The Unofficial Rules for Creating a Kick-Ass Network
National Portrait Gallery, Smithsonian (The Old Patent Office)
My friend Beth has one of the best natural networks I have ever encountered. Within the corner of the field given over to the study of web users, she connects with some really impressive names in the digerati culture, gurus, book authors, bloggers, heads of associations, professors.
But she doesn't use the most popular professional networking site--and according to the comments on my earlier post, apparently just ignores the invites.
Moreover, she doesn't fit the popular mental model of someone who's *trying* hard to broker connections in order to get ahead. She's always a direct speaker, rather dangerously frank. The opposite of every baby web consultant who's ever gelled up his hair, stuck on a pair of chic geek eyeglass frames, and spun together buzzwords about distributing crowd-sourced mashups to integrate impactful deliverables.
But she has done the following powerful things.
- founded a professional working group in her field.
- assembled panels and seminars both in her day job and spare time.
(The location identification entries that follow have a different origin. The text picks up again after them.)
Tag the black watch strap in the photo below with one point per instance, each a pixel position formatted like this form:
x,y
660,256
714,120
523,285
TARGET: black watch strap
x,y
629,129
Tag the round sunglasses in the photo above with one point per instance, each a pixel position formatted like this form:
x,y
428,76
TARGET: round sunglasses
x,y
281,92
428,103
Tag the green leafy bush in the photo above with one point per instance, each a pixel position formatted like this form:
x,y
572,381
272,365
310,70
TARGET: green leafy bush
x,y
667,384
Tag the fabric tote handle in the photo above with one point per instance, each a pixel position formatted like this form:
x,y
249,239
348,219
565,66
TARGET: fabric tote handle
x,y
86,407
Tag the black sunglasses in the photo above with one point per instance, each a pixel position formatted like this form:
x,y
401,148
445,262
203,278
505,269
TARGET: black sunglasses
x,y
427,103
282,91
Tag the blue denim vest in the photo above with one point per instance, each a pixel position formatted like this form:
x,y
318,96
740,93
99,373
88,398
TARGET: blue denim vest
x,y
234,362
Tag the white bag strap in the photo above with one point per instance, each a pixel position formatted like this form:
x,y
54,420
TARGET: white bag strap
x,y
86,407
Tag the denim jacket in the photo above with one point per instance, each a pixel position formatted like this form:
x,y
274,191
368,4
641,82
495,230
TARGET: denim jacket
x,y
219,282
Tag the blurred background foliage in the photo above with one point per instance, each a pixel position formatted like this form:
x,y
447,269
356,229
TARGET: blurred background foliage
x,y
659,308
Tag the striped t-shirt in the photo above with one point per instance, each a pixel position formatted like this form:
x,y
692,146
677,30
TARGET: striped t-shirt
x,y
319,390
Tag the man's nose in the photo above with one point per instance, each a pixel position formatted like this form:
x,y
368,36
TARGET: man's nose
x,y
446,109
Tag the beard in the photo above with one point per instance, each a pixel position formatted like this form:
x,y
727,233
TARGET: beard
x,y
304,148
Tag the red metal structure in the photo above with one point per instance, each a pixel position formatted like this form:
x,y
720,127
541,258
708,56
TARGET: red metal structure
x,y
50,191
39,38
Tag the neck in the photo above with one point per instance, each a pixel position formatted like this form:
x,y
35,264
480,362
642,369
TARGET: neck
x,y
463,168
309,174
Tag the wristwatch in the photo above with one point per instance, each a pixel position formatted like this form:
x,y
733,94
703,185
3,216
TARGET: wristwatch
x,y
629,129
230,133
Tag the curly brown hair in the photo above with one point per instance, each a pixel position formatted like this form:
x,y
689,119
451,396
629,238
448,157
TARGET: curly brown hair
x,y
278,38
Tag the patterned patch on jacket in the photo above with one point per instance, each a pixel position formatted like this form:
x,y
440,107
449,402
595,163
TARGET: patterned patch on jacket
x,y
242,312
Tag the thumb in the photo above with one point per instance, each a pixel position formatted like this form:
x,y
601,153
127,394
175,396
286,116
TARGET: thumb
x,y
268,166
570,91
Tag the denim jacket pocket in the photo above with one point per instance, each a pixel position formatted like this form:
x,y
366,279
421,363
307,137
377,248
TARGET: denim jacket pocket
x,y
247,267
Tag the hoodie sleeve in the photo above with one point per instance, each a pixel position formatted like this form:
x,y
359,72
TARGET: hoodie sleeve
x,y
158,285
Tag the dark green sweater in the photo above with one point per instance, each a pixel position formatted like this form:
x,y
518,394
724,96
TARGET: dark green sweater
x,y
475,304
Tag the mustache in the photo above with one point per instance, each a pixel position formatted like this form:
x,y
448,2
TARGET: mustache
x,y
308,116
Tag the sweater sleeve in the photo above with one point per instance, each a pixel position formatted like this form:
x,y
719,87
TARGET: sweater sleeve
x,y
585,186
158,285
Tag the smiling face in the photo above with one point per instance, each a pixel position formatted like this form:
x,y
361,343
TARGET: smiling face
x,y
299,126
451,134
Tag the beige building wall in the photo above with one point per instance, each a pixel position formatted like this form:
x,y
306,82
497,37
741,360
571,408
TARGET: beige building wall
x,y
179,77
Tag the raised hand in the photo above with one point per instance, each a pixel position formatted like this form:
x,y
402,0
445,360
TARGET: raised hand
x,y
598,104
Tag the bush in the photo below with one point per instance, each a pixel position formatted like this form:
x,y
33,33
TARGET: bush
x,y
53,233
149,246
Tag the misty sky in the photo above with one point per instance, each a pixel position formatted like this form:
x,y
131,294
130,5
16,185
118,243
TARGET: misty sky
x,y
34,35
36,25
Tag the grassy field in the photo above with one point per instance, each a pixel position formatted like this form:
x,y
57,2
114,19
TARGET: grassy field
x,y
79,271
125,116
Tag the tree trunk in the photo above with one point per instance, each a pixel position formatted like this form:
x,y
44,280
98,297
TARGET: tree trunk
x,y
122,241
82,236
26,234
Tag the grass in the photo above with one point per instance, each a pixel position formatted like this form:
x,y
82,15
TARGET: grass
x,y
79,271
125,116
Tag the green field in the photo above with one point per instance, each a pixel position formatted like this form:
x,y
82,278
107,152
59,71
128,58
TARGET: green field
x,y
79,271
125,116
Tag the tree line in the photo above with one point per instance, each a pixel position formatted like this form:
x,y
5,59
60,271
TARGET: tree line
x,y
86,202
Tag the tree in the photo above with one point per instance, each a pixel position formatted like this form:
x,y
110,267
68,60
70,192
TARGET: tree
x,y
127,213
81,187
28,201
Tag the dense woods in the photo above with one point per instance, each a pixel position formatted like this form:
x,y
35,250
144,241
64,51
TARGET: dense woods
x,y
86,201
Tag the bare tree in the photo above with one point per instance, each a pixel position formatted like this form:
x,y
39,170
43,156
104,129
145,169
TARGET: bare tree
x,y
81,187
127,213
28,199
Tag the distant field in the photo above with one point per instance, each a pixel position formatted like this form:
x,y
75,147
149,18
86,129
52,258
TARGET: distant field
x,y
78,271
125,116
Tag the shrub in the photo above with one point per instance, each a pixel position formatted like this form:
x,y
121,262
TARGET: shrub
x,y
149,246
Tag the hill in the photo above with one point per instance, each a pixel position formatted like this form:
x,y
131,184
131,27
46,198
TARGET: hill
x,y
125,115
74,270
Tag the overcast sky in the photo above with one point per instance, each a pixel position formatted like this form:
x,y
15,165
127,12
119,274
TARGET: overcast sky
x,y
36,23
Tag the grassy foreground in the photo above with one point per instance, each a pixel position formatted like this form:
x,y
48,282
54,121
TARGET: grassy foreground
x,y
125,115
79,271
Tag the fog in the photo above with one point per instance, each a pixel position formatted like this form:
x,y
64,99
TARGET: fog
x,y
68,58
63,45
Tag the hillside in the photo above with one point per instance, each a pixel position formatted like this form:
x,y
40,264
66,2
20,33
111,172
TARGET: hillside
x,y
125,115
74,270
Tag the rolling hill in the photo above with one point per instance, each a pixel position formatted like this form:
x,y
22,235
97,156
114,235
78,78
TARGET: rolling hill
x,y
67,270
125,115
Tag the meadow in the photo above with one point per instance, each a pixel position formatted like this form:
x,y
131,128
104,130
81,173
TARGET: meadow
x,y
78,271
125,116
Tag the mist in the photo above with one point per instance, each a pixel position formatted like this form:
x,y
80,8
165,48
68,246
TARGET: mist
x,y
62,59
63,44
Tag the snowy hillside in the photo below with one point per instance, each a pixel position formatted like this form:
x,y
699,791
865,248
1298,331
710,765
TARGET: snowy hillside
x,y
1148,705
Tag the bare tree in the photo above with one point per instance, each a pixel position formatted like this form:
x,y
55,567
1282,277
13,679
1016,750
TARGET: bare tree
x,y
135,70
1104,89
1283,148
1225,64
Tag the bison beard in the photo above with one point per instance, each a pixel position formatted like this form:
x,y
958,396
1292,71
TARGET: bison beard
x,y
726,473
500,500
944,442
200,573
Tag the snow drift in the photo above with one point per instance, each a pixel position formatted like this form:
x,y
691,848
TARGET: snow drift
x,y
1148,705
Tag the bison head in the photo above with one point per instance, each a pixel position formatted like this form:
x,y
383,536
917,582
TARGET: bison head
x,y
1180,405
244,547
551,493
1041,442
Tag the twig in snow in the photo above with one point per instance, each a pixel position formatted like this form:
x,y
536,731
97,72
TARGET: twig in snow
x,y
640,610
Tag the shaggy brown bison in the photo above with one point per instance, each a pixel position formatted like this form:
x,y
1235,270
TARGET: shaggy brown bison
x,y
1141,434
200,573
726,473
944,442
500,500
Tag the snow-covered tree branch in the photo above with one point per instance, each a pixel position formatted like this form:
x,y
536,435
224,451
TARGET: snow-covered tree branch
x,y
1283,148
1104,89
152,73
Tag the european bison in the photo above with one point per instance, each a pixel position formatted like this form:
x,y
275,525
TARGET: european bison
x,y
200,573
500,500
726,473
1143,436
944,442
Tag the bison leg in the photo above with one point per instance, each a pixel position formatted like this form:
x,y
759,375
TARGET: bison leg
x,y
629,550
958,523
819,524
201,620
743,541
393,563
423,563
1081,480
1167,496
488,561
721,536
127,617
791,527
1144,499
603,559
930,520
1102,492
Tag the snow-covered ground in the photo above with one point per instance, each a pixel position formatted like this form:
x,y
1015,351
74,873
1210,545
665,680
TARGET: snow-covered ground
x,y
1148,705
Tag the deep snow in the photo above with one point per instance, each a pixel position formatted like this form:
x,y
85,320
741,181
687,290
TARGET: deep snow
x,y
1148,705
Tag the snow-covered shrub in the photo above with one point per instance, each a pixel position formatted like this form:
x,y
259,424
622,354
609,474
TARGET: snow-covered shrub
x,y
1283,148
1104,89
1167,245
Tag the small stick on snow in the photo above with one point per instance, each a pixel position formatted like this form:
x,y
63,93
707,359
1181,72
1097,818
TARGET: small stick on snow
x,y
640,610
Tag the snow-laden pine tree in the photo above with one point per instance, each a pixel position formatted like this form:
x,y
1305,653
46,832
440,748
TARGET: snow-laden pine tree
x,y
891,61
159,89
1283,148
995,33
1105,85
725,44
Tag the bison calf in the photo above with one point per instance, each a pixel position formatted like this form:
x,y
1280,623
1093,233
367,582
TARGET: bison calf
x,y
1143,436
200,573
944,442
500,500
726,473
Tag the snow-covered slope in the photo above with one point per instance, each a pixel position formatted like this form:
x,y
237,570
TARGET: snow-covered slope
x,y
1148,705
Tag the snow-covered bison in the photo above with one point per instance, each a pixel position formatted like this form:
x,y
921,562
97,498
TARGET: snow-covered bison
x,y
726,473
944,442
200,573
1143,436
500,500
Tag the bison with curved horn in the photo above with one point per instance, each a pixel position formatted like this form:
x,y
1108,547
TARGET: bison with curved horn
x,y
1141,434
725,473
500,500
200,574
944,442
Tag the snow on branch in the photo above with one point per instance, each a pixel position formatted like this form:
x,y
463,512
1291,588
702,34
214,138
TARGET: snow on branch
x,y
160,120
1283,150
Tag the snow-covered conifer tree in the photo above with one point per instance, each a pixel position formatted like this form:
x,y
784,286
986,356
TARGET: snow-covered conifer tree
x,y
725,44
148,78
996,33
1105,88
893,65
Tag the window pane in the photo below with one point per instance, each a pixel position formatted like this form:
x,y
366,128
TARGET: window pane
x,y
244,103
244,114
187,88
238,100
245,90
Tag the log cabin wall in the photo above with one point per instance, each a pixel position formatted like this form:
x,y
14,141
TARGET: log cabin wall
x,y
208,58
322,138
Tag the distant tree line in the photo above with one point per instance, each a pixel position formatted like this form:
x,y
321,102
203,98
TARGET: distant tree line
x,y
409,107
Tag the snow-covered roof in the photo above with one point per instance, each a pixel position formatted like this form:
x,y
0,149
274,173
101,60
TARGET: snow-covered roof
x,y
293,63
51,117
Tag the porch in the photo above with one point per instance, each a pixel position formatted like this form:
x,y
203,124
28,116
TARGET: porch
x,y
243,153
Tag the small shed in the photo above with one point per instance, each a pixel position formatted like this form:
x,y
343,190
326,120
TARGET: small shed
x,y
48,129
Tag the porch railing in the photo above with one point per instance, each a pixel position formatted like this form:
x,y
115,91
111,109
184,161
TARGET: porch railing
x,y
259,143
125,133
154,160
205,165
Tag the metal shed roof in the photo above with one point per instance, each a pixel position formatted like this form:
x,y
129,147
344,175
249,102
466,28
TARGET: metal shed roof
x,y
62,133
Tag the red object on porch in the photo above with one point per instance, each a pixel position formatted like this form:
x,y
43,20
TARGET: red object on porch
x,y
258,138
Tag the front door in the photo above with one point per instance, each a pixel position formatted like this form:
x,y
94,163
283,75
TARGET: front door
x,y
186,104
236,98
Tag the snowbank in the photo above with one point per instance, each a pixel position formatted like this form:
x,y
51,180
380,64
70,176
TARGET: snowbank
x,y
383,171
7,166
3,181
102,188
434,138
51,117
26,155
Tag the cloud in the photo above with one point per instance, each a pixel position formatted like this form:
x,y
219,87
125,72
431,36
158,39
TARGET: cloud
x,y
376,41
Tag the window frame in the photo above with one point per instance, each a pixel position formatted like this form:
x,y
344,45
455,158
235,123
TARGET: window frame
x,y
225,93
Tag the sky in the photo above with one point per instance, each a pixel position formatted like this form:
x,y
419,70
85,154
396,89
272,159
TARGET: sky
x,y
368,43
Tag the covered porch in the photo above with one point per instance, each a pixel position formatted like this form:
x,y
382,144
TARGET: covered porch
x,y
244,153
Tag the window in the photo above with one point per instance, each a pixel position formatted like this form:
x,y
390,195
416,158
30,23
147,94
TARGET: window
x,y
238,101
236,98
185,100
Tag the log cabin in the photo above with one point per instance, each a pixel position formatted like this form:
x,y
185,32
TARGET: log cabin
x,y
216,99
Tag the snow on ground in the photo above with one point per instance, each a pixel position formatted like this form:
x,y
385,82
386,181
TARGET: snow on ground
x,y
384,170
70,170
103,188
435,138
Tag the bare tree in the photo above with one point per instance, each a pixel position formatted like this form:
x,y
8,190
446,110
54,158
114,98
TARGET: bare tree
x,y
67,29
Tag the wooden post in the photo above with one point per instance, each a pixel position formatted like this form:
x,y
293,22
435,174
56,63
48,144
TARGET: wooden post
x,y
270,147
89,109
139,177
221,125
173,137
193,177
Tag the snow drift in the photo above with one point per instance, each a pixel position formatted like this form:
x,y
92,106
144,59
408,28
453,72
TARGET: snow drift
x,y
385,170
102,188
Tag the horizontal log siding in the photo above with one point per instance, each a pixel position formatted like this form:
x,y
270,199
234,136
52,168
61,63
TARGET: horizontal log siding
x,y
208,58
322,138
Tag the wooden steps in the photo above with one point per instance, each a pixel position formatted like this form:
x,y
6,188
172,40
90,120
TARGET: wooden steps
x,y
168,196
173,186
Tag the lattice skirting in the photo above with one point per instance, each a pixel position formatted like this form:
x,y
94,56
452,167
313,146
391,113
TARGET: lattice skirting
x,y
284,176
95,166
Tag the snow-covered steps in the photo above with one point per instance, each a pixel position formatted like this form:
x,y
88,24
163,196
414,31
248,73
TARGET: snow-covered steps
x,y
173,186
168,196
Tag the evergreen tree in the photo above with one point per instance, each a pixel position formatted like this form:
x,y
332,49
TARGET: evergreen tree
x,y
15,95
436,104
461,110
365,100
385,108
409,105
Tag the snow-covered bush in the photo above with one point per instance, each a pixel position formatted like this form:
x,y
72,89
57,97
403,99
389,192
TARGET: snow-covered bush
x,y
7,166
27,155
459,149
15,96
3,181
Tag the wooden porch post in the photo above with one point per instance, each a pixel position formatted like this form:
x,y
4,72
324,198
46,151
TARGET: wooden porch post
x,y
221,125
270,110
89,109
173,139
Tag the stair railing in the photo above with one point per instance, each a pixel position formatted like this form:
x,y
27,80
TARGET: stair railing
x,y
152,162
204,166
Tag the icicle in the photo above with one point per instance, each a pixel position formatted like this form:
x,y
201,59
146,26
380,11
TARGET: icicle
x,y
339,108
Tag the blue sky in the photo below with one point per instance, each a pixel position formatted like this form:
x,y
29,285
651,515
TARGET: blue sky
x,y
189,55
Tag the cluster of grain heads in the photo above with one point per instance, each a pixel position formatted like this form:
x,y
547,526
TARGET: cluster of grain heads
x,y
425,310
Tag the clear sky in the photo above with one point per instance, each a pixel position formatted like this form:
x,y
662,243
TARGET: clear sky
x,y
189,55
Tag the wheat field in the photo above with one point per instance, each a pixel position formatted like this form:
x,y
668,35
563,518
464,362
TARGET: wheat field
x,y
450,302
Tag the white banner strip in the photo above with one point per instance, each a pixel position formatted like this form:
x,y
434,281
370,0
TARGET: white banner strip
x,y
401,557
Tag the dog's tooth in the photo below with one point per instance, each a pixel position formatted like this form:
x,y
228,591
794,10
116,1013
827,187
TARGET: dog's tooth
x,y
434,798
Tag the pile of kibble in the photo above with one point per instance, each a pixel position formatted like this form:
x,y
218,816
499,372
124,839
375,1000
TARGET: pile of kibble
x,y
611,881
- championed technical trends early on, uphill, when others were saying "that's great, that's the future, but we have so much to do in the present, later, later."
- set up stealth or pilot versions of features that hadn't caught on yet and didn't feature in the official, leadership-approved plans, thus seeding her colleagues with better comprehension and preparing us for the day when clients came back and started asking for the latest thing.
- did the unfun budget work to get the $ for new projects (a big dark secret of web teams is that 99% of people on them don't like to struggle with the money).
So, musing on all this today, with appropriate apologies for stealing from Beth's life, I forthwith made up
The Unofficial Rules for Creating a Kick-Ass Network of Technology Professionals:
- If you want a great network, then help others grow theirs, not by "networking" as such, but by doing something to help other people share their ideas and passions.
- Provide the coffee.
- Ideas are seeds, not poker chips; scatter, don't hoard. Don't view other's knowledge and skills as a threat: instead, think how much better things could be if people around you better were better informed.
- Be curious.
- Adopt from the pound: take on some worthy but unpopular tasks. It will improve your skills, give you leverage, and (some) people will be grateful.
- BUT not TOO much scutwork. Find fun, smart people invent ways to get to work with them.
- Don't wait for the leaders to get out front. Go there yourself, report back, and bring others up to take a peek over the hill.
- If "they" don't get your big idea, don't spend forever trying to get it pre-approved. DIY. Then show it around.
- Don't agonize too much over today's org chart, or today's organization for that matter. See the web itself as a medium, and its participants, creators, users, customers, experts, nerds and cool kids, teams and tribes, as your playground. Go up to the other kids and get a game started.

Wow...I'm at a loss for words! But you have me pegged. I particularly like the "dangerously frank" characterization ... much better than what I often use: "bull-in-china-shop blunt" :).